Resources for the "Evaluating the Factual Consistency of Abstractive Text Summarization" paper

Overview

Evaluating the Factual Consistency of Abstractive Text Summarization

Authors: Wojciech Kryściński, Bryan McCann, Caiming Xiong, and Richard Socher

Introduction

Currently used metrics for assessing summarization algorithms do not account for whether summaries are factually consistent with source documents. We propose a weakly-supervised, model-based approach for verifying factual consistency and identifying conflicts between source documents and a generated summary. Training data is generated by applying a series of rule-based transformations to the sentences of source documents. The factual consistency model is then trained jointly for three tasks:

  1. identify whether sentences remain factually consistent after transformation,
  2. extract a span in the source documents to support the consistency prediction,
  3. extract a span in the summary sentence that is inconsistent if one exists. Transferring this model to summaries generated by several state-of-the art models reveals that this highly scalable approach substantially outperforms previous models, including those trained with strong supervision using standard datasets for natural language inference and fact checking. Additionally, human evaluation shows that the auxiliary span extraction tasks provide useful assistance in the process of verifying factual consistency.

Paper link: https://arxiv.org/abs/1910.12840

Table of Contents

  1. Updates
  2. Citation
  3. License
  4. Usage
  5. Get Involved

Updates

1/27/2020

Updated manually annotated data files - fixed filepaths in misaligned examples.

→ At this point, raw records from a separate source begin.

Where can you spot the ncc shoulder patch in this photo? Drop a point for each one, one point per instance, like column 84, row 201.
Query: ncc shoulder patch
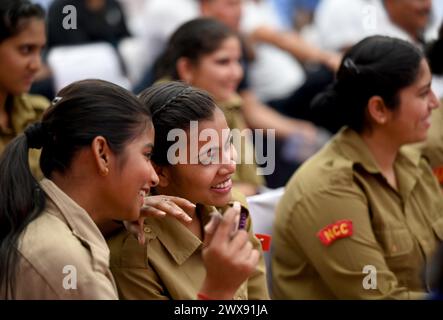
column 338, row 230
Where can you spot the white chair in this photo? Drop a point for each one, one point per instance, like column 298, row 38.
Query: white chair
column 90, row 61
column 262, row 210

Updated model checkpoint files - recomputed evaluation metrics for fixed examples.

Citation

@article{kryscinskiFactCC2019,
  author    = {Wojciech Kry{\'s}ci{\'n}ski and Bryan McCann and Caiming Xiong and Richard Socher},
  title     = {Evaluating the Factual Consistency of Abstractive Text Summarization},
  journal   = {arXiv preprint arXiv:1910.12840},
  year      = {2019},
}

License

The code is released under the BSD-3 License (see LICENSE.txt for details), but we also ask that users respect the following:

This software should not be used to promote or profit from violence, hate, and division, environmental destruction, abuse of human rights, or the destruction of people's physical and mental health.

Usage

Code repository uses Python 3. Prior to running any scripts please make sure to install required Python packages listed in the requirements.txt file.

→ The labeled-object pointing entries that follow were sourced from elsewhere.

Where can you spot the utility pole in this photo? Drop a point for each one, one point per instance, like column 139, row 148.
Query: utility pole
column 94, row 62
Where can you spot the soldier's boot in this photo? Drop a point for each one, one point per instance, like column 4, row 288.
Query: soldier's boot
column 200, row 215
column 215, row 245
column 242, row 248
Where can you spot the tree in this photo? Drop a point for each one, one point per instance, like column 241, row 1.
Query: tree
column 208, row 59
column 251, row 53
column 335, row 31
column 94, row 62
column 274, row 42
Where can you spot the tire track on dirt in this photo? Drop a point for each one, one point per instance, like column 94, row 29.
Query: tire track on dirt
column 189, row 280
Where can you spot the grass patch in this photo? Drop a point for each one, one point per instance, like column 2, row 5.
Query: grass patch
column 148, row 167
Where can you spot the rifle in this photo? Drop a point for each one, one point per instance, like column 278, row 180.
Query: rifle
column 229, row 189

Example call: pip3 install -r requirements.txt

Training and Evaluation Datasets

Generated training data can be found here.

Manually annotated validation and test data can be found here.

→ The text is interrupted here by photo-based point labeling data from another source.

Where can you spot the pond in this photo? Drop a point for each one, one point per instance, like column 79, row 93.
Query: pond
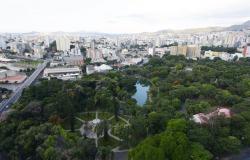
column 141, row 94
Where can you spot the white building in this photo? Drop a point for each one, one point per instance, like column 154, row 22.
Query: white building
column 62, row 73
column 63, row 43
column 90, row 69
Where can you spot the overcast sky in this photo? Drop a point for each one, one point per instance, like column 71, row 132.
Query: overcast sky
column 119, row 16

Both generated and manually annotated datasets require pairing with the original CNN/DailyMail articles.

To recreate the datasets follow the instructions:

  1. Download CNN Stories and Daily Mail Stories from https://cs.nyu.edu/~kcho/DMQA/
  2. Create a cnndm directory and unpack downloaded files into the directory
  3. Download and unpack FactCC data (do not rename directory)
  4. Run the pair_data.py script to pair the data with original articles

Example call:

python3 data_pairing/pair_data.py <dir-with-factcc-data> <dir-with-stories>

Generating Data

Synthetic training data can be generated using code available in the data_generation directory.

The data generation script expects the source documents input as one jsonl file, where each source document is embedded in a separate json object. The json object is required to contain an id key which stores an example id (uniqness is not required), and a text field that stores the text of the source document.

Certain transformations rely on NER tagging, thus for best results use source documents with original (proper) casing.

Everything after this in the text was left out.